Le gouvernement refuse toujours la création d’une commission d’enquête indépendante sur le 7 octobre. D’autres figures-clés sont dans le viseur du gouvernement, notamment Ronen Bar, chef du Shin Bet, et Gali Baharav-Miara, procureure générale d’Israël, cible d’une campagne de dénigrement virulente. Des affiches hostiles à son encontre ont été placardées à Tel-Aviv, malgré son alignement partiel avec l’agenda du gouvernement.

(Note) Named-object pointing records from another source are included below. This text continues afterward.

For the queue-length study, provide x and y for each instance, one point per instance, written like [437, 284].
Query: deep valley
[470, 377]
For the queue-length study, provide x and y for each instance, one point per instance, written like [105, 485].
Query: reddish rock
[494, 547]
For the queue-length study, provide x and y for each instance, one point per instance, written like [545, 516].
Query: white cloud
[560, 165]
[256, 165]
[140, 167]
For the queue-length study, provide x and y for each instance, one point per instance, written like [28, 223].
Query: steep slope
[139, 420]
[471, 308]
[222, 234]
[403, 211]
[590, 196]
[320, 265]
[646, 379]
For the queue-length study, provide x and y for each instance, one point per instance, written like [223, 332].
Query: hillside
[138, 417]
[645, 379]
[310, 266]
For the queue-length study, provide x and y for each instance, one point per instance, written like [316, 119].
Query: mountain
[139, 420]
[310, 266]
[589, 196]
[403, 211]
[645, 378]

Cette chasse aux opposant·es s’inscrit dans un climat d’affaires judiciaires sensibles. Des fuites de documents confidentiels, relayées par des médias étrangers tels que Bild et The Jewish Chronicle, ont conduit à l’arrestation d’un réserviste et d’un collaborateur du gouvernement, Eli Feldstein. Il aurait transmis ces documents afin de faire un contre-feu à la suite de la mort de six otages israéliens. Nétanyahou faisait alors face à de fortes protestations dans l’opinion publique, l’accusant d’avoir refusé tout accord ou cessez-le-feu avec le Hamas et d’avoir ainsi sacrifié la vie des otages.
En parallèle, des accusations émergent sur des falsifications dans les rapports gouvernementaux des premières heures après le 7-Octobre. Le gouvernement refuse toujours la création d’une commission d’enquête indépendante, suscitant de vives critiques. Jusqu’à présent, seul le général Yossi Sariel, responsable de l’unité 8200, a démissionné (en septembre).
La justice internationale
La pression internationale s’intensifie également, avec un rôle croissant de la justice internationale. Le procureur de la Cour pénale internationale (CPI) a approuvé les demandes de mandats d’arrêt émis par le procureur Karim Khan contre Benyamin Nétanyahou, l’ancien ministre de la défense Yoav Gallant, et Mohammed Deïf, figure du Hamas tuée par Israël en juillet (un décès non reconnu par le Hamas). Ces mandats, désormais émis, empêchent Nétanyahou de voyager dans les 120 États signataires du Statut de Rome, dont la totalité de l’Union européenne. Sans surprise, les États-Unis, opposants de longue date à toute forme de justice pénale internationale, ont annoncé un projet de loi visant à sanctionner la CPI en cas de poursuites contre des responsables israéliens.
Dans l’Union européenne, la Hongrie de Viktor Orbán a d’ores et déjà annoncé sa volonté de passer outre. Plus largement, si, depuis les accords d’Oslo, l’Europe maintient un consensus en faveur d’un État palestinien, son attitude face à Israël est aujourd’hui marquée par des divisions. Une fracture générationnelle se dessine également. Les jeunes générations occidentales, particulièrement actives sur les réseaux sociaux, sont révoltées par les images en provenance de Gaza. Cette indignation contribue à polariser davantage les sociétés européennes, comme en témoignent les récents débats enflammés autour d’incidents survenus lors d’un match de football à Amsterdam.
Le retour de Donald Trump au pouvoir aux États-Unis est un nouveau test pour la capacité de l’Union européenne à s’affirmer face à la montée de l’illibéralisme. Cette situation soulève une question cruciale. L’Europe dispose-t-elle encore des moyens politiques et moraux pour incarner une position cohérente et unifiée sur ces sujets? Le soutien à la Cour pénale internationale offre à l’Union une chance historique de montrer son attachement à ses valeurs.